The decoder takes the block and the erasure list(if applicable) as arguments and returns the original message/data if the number of erasure and errors were within the range of the ECC(look at the link).

0
On

Reed-Solomon encoding is not meant to work with
your parameters, independent of the program code.

You can choose following things:

  • A B, that is how many bit one data unit has (eg. B=8 for normal byte data).
  • A T with 0 <= T < (2^b)/3: Larger Ts mean better error correction, but less encoding speed.
  • Some irreducible polynomial and base power, not important here.

You can NOT choose:

  • GF/polynomial base is 2^B, nothing else.
  • Each plaintext block (without RS checksum data) has to be
    (2^B - 2*T - 1) data units (here bytes), nothing else.
  • For each plaintext block, RS will additionally calculate 2*T data units checksum data.
  • Thus, a block with plaintext and checksum data together has 2^B -1 data units.
    This means, with bytes as data units, such a block has exactly 255 byte, nothing else.
  • When decoding again, up to T wrong data units can be corrected
    (the errors may be in plaintext and/or checksum part, doesn't matter)
  • Up to 2*T wrong data units can be recognized, but necessarily corrected.
  • With more than 2*T errors, all bets are off.

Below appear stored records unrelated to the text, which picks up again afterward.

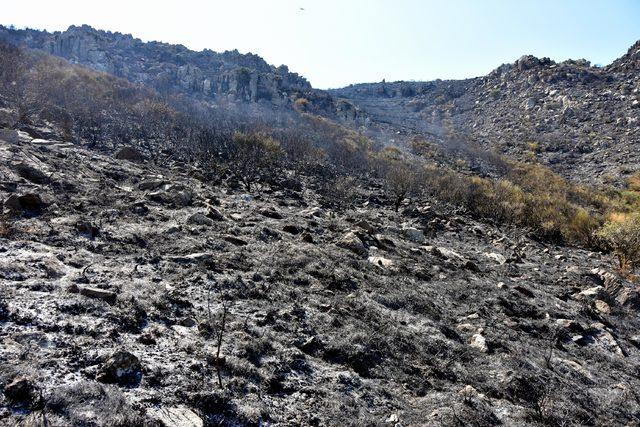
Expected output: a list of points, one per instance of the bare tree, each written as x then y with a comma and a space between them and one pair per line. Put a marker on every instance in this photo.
217, 324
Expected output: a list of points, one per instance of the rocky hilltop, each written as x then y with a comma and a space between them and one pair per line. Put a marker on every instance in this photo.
165, 265
206, 74
582, 120
116, 270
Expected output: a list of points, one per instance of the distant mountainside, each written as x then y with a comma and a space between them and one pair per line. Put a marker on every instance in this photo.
582, 120
166, 67
579, 119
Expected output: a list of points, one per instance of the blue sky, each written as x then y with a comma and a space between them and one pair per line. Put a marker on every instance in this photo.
334, 43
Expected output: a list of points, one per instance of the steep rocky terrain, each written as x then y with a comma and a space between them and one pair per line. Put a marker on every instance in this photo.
582, 120
117, 268
205, 74
142, 284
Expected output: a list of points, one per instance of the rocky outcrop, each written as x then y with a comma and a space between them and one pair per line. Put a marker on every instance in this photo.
581, 120
207, 74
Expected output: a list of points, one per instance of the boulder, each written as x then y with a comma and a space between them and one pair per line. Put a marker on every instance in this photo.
602, 306
177, 416
380, 261
31, 173
200, 219
500, 259
479, 342
129, 153
21, 389
151, 184
271, 213
352, 242
9, 135
30, 202
122, 368
97, 293
8, 119
291, 229
215, 214
413, 234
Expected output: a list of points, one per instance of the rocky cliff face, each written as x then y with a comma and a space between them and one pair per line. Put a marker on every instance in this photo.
114, 271
206, 74
580, 119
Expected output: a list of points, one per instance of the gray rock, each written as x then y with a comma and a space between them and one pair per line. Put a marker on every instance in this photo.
200, 219
97, 293
32, 173
352, 242
21, 389
176, 416
9, 135
122, 368
129, 153
30, 203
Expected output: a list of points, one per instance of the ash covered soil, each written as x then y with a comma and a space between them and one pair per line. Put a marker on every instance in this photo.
115, 275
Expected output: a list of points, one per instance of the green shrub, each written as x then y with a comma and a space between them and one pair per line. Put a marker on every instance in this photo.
623, 237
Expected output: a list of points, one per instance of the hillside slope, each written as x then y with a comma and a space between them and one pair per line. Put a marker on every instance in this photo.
581, 120
115, 272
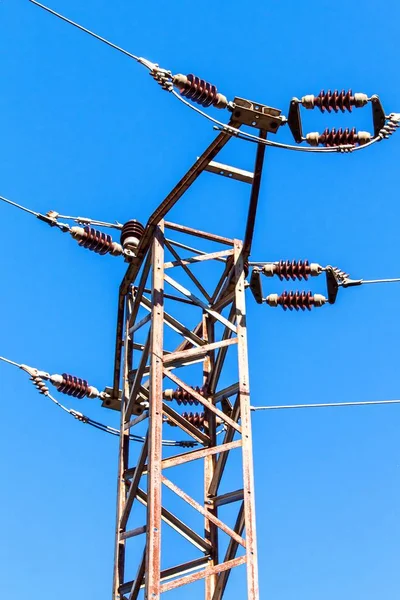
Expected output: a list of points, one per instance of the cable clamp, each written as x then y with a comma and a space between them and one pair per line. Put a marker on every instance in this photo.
163, 77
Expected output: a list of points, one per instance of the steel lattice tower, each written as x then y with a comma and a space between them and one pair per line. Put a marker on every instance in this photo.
144, 369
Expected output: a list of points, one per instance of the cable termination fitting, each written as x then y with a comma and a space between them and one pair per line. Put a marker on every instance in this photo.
332, 137
200, 91
39, 384
335, 101
95, 240
296, 300
295, 269
131, 234
182, 396
390, 127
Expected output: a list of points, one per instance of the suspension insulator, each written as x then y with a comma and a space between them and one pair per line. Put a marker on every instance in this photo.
195, 419
296, 300
200, 91
295, 269
131, 234
333, 137
95, 240
335, 100
73, 386
183, 397
39, 384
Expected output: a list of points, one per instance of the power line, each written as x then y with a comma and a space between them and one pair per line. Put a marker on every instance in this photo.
167, 81
39, 383
324, 405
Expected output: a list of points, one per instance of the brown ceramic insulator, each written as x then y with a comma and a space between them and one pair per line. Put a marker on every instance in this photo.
296, 300
96, 240
335, 100
200, 91
331, 137
196, 419
40, 384
73, 386
131, 229
183, 397
295, 269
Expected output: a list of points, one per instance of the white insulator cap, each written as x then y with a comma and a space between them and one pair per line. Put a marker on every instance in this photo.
319, 300
313, 138
56, 379
77, 232
308, 101
363, 137
360, 99
131, 243
116, 249
272, 300
268, 269
315, 269
180, 80
221, 101
92, 392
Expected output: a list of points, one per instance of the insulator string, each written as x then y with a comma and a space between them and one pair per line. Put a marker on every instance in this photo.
37, 380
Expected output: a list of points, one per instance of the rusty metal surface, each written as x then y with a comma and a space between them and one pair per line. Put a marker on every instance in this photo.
198, 344
153, 534
255, 192
244, 396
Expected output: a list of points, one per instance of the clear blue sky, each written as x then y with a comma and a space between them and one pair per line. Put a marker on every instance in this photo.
84, 130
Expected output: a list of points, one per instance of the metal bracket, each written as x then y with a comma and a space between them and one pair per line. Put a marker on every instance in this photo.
256, 286
112, 402
230, 172
378, 114
332, 284
257, 115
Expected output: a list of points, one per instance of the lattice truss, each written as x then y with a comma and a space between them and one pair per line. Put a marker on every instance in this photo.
185, 365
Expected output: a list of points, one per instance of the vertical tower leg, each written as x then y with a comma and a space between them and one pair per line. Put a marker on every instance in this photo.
153, 535
212, 331
247, 448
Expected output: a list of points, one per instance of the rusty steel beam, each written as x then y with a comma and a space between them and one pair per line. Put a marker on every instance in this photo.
245, 416
196, 259
173, 521
255, 192
236, 562
198, 233
229, 555
153, 533
183, 265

In the example code (partially):

const std::size_t field_descriptor = 8;
const std::size_t code_length = 255; 
const std::size_t fec_length = 32;
const std::size_t data_length = code_length - fec_length;  
  • field_descriptor is B.
  • code_length is a full block length (plaintext + checksum).
  • fec_length is a checksum length.
  • data_length is a plaintext block length.

So for each 233 plaintext byte, RS calculates 32 checksum byte
(=255 total byte), to be able to correct up to 16 wrong byte later.

In your code, you choose GF(2^8) and byte data, so B=8, thus code_length 128 is wrong. It has to be 255. The checksum part length 113 is too much and not even, and the plaintext length isn't the difference of the previous values.
...

Other than that, of 6 RS codes I know in the internet, Shifra is by far the worst (very slow despite being praised as "highly optimzed", quirky code, problematic license, ...). Choose anything, but not Schifra.

I'll check if I can share something I wrote ... Including learning about the inner workings of the algorithm, writing everything (encoder+decoder) took not even a day, and it was 3 times faster than Schifra on the test machine back then (no asm, just C++). The downside is that is can only work with byte-based data, ie. B=8, without being able to choose other bases. But probably you don't need that anyways.